For Kelsey Willcox and her family, the decision to homeschool, and later, to enroll in K12’s online school, was largely made by Kelsey. She attended a public “brick-and-mortar” school in elementary grades. Then, in 6th grade, Kelsey requested that her mother, Pam, homeschool her instead.

This worked well for her through middle school, but as the time for high school approached, Kelsey was ready for another change. A motivated and gifted student, Kelsey also enjoys a number of different hobbies, including music, theater, and traveling. She realized that she wanted some of the benefits of traditional high school, especially grades, teachers, transcripts, and the opportunity to take AP classes. However, she still wanted to maintain the flexible schedule and opportunities to explore her other interests and passions that she had enjoyed as a homeschooler.

Kelsey said that when she discovered K12, “it seemed like a very happy medium for me; to be able to have the flexibility in my schedule that I wanted, a personalized, tailored curriculum, and still be able to prepare myself adequately for college.”

“I was very involved in the decision to start online schooling because I have always been very proactive in my education,” Kelsey says. “I honestly kind of directed it more than my parents did. They just wanted me to do what I felt would be right for my education. So I definitely was very actively involved as we were looking into online school as an option.”

How can other students be involved and proactive in their education, like Kelsey? Let’s Homeschool High School interviewed three current and former homeschoolers who offered some thoughts and advice to other kids who want to try schooling at home. We’ve compiled the basics into the following list.

5 Tips to Convince Your Parents to Homeschool

1. Make a list. Why do you want to homeschool or enroll in online school?

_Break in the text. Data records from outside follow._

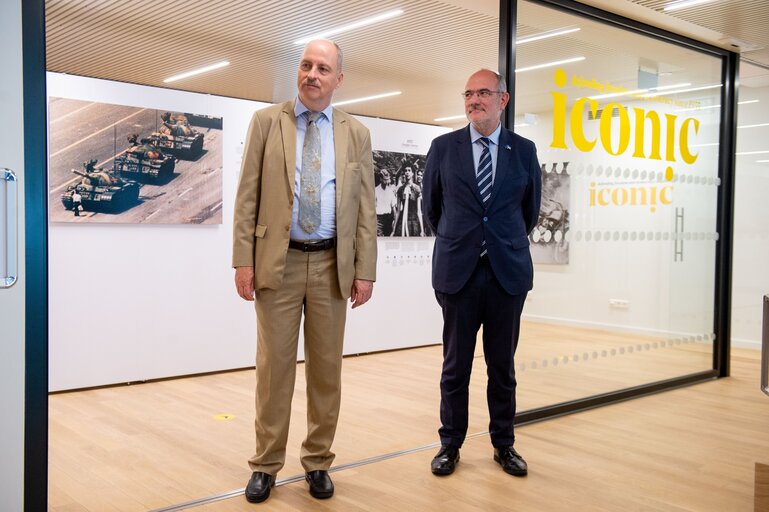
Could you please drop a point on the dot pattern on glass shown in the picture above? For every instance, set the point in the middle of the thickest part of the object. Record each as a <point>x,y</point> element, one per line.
<point>624,350</point>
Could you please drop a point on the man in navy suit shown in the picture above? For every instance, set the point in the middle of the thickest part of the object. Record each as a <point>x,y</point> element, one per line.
<point>481,195</point>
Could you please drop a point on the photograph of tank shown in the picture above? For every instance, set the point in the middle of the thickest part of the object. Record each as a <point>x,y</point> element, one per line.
<point>126,164</point>
<point>549,239</point>
<point>398,178</point>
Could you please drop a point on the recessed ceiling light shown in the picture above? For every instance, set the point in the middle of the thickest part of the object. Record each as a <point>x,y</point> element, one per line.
<point>549,64</point>
<point>545,35</point>
<point>367,98</point>
<point>683,4</point>
<point>197,71</point>
<point>351,26</point>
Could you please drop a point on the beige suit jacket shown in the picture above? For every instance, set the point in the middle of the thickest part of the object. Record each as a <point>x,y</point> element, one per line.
<point>264,200</point>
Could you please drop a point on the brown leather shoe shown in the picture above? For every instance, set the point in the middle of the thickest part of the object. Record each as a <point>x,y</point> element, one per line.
<point>259,486</point>
<point>511,461</point>
<point>321,486</point>
<point>445,461</point>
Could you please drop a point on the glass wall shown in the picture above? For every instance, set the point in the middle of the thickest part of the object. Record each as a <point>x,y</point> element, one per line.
<point>627,130</point>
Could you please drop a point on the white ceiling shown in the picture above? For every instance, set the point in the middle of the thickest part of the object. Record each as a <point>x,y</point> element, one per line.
<point>426,53</point>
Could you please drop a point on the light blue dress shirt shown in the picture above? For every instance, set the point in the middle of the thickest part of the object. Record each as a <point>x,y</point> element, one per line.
<point>478,148</point>
<point>325,123</point>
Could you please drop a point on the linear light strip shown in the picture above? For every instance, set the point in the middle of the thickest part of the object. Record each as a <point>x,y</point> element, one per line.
<point>683,4</point>
<point>197,71</point>
<point>549,64</point>
<point>546,35</point>
<point>746,102</point>
<point>449,118</point>
<point>684,90</point>
<point>639,91</point>
<point>358,24</point>
<point>367,98</point>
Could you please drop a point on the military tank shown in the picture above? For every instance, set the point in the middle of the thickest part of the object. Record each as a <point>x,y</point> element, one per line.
<point>144,161</point>
<point>177,137</point>
<point>100,190</point>
<point>204,121</point>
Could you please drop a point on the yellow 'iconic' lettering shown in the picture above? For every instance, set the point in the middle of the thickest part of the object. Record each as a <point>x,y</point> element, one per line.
<point>606,128</point>
<point>577,134</point>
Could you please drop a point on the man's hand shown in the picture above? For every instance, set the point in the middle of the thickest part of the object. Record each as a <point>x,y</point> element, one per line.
<point>361,292</point>
<point>244,282</point>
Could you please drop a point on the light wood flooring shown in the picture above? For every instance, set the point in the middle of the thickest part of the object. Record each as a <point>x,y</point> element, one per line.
<point>157,445</point>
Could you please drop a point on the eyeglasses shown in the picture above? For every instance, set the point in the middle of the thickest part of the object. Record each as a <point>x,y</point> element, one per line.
<point>482,93</point>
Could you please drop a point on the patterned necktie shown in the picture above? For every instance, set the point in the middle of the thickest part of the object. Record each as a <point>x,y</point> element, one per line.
<point>483,176</point>
<point>309,195</point>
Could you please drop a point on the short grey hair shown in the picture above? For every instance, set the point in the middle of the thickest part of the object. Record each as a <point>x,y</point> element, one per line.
<point>501,82</point>
<point>339,56</point>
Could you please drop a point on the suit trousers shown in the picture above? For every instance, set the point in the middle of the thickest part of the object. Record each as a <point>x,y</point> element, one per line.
<point>481,302</point>
<point>310,285</point>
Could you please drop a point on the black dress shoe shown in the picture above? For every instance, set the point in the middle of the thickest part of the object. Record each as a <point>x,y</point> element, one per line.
<point>445,461</point>
<point>258,488</point>
<point>321,486</point>
<point>511,461</point>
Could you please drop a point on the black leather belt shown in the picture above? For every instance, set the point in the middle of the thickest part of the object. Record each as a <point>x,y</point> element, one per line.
<point>312,245</point>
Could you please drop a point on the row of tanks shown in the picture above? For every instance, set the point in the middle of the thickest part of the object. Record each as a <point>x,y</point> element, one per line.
<point>147,160</point>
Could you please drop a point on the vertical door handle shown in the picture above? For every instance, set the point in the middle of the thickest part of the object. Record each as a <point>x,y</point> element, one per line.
<point>765,349</point>
<point>11,224</point>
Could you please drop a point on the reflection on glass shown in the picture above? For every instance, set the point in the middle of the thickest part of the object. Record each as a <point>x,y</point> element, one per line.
<point>630,119</point>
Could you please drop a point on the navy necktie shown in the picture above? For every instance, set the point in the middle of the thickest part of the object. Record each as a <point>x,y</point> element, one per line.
<point>309,196</point>
<point>483,176</point>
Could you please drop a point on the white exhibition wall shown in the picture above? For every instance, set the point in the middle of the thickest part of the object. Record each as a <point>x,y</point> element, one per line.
<point>137,302</point>
<point>751,218</point>
<point>131,302</point>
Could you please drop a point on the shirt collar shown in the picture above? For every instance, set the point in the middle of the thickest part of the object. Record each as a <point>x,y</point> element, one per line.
<point>300,109</point>
<point>494,137</point>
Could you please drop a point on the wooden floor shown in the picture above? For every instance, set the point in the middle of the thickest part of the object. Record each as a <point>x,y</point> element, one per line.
<point>157,445</point>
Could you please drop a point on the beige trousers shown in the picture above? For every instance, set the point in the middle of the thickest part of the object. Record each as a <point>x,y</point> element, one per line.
<point>310,286</point>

What are your needs? Do you need to catch up in school? Are you a student who wants to be challenged with advanced classes? Do you need a flexible schedule to work or pursue other interests? Do you want to get out of a negative school environment? Make a list of your reasons and what you hope to get out of online school or homeschooling.

2. Be realistic. Online school and homeschooling require students to take on greater responsibility and accountability for their own education. It will be up to you to stay motivated and on top of your work, without a teacher in a classroom looking over your shoulder. Be realistic about whether you can do that.

3. Do your research. Look into the options available in your area. There are many different schooling options out there, including different homeschool curriculums, independent study options, and public and private online schools. Each of these offer different benefits (and drawbacks) to students, depending on their needs. Some may require a greater time commitment and increased structure, while others are more flexible. Some, like online public schools, are free, while other options can have higher costs associated with them. Learn what’s available in your area and the requirements for each.

4. Talk to your parents. Discuss your concerns and wishes with your parents. Explain why you think online school or homeschooling is the right choice for you. Share your research with them and which option you think would be best for you.

5. Understand and address your parents’ concerns. If your parents aren’t convinced that homeschooling is the right choice, listen to their concerns and calmly discuss with them. Are they concerned that they don’t have the time or experience to teach you? Perhaps an online school where assigned teachers are there for support would be a better fit than traditional homeschooling. Are they concerned that you won’t be prepared for college? Do some research into college acceptance for homeschooling and online schooling students. Many, many students go on to great schools, and even say that they feel better prepared for college than if they had attended a regular school!

Ultimately, you will still need your parents on your side in order to enroll in online school or homeschool. However, if you take the initiative to research your options, are able to present solid reasons for wanting a change, and show that you are ready to take on an active and involved role in your education, you may very well have a better chance of convincing them to give it a try.